Crawler - easy web crawling / scraping powered by GenStage

fredwu · August 30, 2017, 2:30pm

Hi all,

Finally, after a month of hard work (with the occasional “oops it’s 5AM already?!”), I’m happy to announce that Crawler has reached v1.0. It has not been put in production use yet though, so please help test and use it, and report issues and feedback.

Check it out here: GitHub - fredwu/crawler: A high performance web crawler / scraper in Elixir.
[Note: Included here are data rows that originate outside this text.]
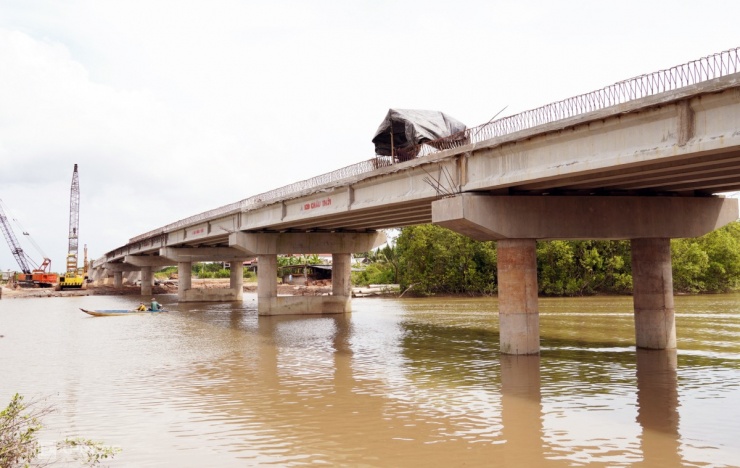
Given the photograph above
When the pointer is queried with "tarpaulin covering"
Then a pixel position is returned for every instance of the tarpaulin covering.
(410, 128)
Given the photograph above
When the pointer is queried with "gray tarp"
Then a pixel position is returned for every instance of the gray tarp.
(411, 128)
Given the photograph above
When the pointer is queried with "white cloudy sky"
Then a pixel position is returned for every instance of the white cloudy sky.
(174, 107)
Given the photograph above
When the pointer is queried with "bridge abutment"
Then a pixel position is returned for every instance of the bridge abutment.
(516, 222)
(268, 245)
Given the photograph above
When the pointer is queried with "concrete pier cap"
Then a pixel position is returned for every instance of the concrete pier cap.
(306, 243)
(483, 217)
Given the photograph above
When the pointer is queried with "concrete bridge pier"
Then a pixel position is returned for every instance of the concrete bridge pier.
(652, 279)
(184, 277)
(147, 281)
(516, 222)
(519, 319)
(267, 246)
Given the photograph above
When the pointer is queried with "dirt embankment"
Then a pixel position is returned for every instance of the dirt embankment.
(166, 287)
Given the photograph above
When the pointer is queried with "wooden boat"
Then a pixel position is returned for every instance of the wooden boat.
(111, 312)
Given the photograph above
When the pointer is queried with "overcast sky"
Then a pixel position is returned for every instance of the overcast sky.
(171, 108)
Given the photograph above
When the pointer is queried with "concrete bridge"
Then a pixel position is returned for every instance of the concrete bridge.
(641, 160)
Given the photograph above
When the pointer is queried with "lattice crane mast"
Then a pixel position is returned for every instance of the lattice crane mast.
(73, 278)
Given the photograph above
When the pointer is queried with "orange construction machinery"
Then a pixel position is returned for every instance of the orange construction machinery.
(36, 277)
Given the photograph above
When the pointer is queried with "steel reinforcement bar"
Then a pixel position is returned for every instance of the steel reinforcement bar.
(694, 72)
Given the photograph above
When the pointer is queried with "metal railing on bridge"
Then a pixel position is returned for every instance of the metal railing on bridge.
(694, 72)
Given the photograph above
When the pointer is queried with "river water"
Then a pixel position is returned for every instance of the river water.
(399, 382)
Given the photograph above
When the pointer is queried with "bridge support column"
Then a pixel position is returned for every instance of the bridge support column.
(118, 279)
(236, 279)
(519, 323)
(341, 269)
(146, 281)
(266, 283)
(652, 278)
(184, 278)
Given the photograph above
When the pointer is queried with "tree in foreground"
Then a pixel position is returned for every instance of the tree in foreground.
(19, 424)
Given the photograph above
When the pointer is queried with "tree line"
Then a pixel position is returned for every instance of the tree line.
(434, 260)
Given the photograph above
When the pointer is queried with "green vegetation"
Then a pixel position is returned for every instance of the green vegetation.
(438, 261)
(19, 424)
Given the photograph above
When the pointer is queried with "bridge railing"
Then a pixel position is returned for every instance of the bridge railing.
(694, 72)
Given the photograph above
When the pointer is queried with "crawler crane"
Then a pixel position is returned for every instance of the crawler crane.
(38, 277)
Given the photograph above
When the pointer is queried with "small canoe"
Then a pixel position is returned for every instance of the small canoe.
(111, 312)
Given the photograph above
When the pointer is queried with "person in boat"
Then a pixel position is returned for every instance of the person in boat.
(155, 306)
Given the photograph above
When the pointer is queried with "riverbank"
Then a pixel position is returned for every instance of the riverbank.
(167, 287)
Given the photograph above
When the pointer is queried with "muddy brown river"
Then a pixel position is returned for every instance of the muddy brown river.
(399, 382)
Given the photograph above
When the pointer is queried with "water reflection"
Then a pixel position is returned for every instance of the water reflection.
(521, 410)
(397, 383)
(657, 407)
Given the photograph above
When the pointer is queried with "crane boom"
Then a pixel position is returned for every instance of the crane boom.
(74, 222)
(36, 277)
(73, 278)
(15, 246)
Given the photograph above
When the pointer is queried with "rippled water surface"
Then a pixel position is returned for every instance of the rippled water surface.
(410, 382)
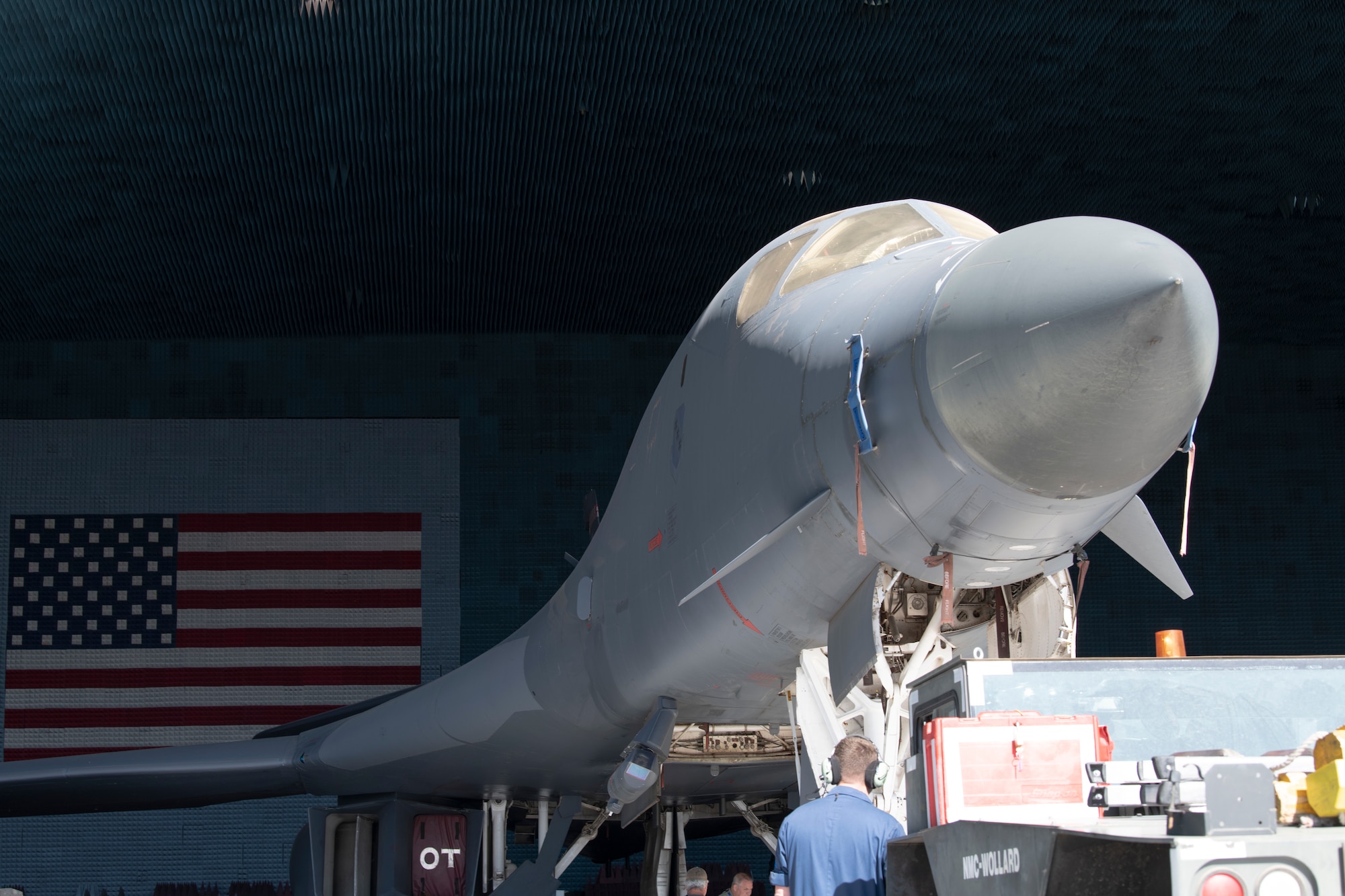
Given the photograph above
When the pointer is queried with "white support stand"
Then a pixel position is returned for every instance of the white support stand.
(497, 807)
(580, 842)
(673, 854)
(544, 817)
(824, 723)
(759, 827)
cjen07 · August 30, 2017, 2:45pm

I will try to use it to crawl data

mischov · August 30, 2017, 4:20pm

Very neat.

Do you respect (or provide the option to respect) robots.txt?

Also, can you compare Crawler to Crawlie?

fredwu · August 30, 2017, 11:36pm

I only just discovered Crawlie a few days ago, but from a quick glance at the implementations, I think the main differences are 1) scope 2) flow control.

In terms of scope, Crawler offers save to disk / offline, rate limiting, and a bunch of hooks to swap in your own logic. I noticed Crawlie leverages erlang’s pqueue library to provide priority queueing, whereas Crawler simply uses erlang’s builtin FIFO queue.

In terms of flow control, Crawlie uses Flow, whereas Crawler uses its own GenStage implementation that offers worker pooling and rate limiting. I believe the latter offers a bit more fine grained control, especially useful to crawl sources that might have rate limit on the server end.

These are just quick observations, so please correct me if I’m wrong.

I’d love people to try both and give both projects some love and feedback.

hristonev · December 13, 2017, 7:25pm

Hi guys and @fredwu . I`m trying to start crawler. I have a trouble with setting filter parameter. Can you please give me a clue? Thanks.

fredwu · December 15, 2017, 12:36am

What sort of issues are you having?

hristonev · December 15, 2017, 6:30am

I have a module:

defmodule CrawlFilter do
  @behaviour Crawler.Fetcher.UrlFilter.Spec

  def filter(Preformatted texturl, opt \\ []) do
    String.match?(url, ~r/example\.com/)
  end
end

It’s a harcoded filter for test
I call Crawler like:

C> rawler.crawl(“http://example.com”, [save_to: “/path/to/save”, url_filter: CrawlFilter])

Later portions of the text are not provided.